М. М. понял: лишние лекарства есть способ оккупации симулировать должную заботу о болящих. Но все-таки потребовал, чтобы мальчик написал справку с указанием диагноза, настаивая на черепно-мозговой травме.

— А вот это, дед, ты гонишь! — выразился мальчик непонятно, как все они выражаются, не заинтересованные в том, чтобы стал ясен истинный смысл их речей. — Тебе куда справку нести, в милицию, что ли? Я-то дам, но лучше обратиться в независимую судебно-медицинскую экспертизу.

М. М. сухо поблагодарил, требуя все-таки выдачи справки, зная, что ни в какую экспертизу обращаться не будет. Если к слову «экспертиза» добавляют «независимая», то любому понятно, какая из этого получается нелепица. Нет, посудите сами: эксперт — это знаток, специалист, узнаватель сути. Или он узнаёт суть — или не узнаёт, ибо суть всегда одна. «Независимый эксперт» — все равно что «мокрая вода» или «летающий летчик». Впрочем, пожалуй, бывают и нелетающие летчики... Может, есть и сухая вода?

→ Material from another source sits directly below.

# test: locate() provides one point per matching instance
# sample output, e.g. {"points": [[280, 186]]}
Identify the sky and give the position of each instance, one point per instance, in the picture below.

С этими размышлениями и справкой М. М. вернулся к месту своего постоянного физического пребывания. То есть домой.

19

— Им какая разница, есть за что брать, нет за что брать? Взяли и все! — объяснял Расим Ольге, которая пришла на стоянку, обеспокоенная тем, что Геран не вернулся вовремя домой. Пришла и узнала: мужа забрали в милицию. В какую милицию, с какой стати забрали, неизвестно. Расим улыбался симпатичной женщине и говорил с нею снисходительно-шутливо — по-другому он с женщинами не говорит, да и не понимает, как можно с ними общаться всерьез.

Самир же, присутствовавший здесь, обязан был помнить о деле. Он сказал:

— Ваш сын виноват. Украл что-то, а сюда прибежал, они пришли, искали. Нам зачем такой позор? Скажите Герану, что он у нас больше не работает.

— Кто украл? Кирилл? Что украл? Вы не путаете? Он вчера домой пришел.

— А что, если украл, нельзя домой прийти? — сострил Расим и засмеялся.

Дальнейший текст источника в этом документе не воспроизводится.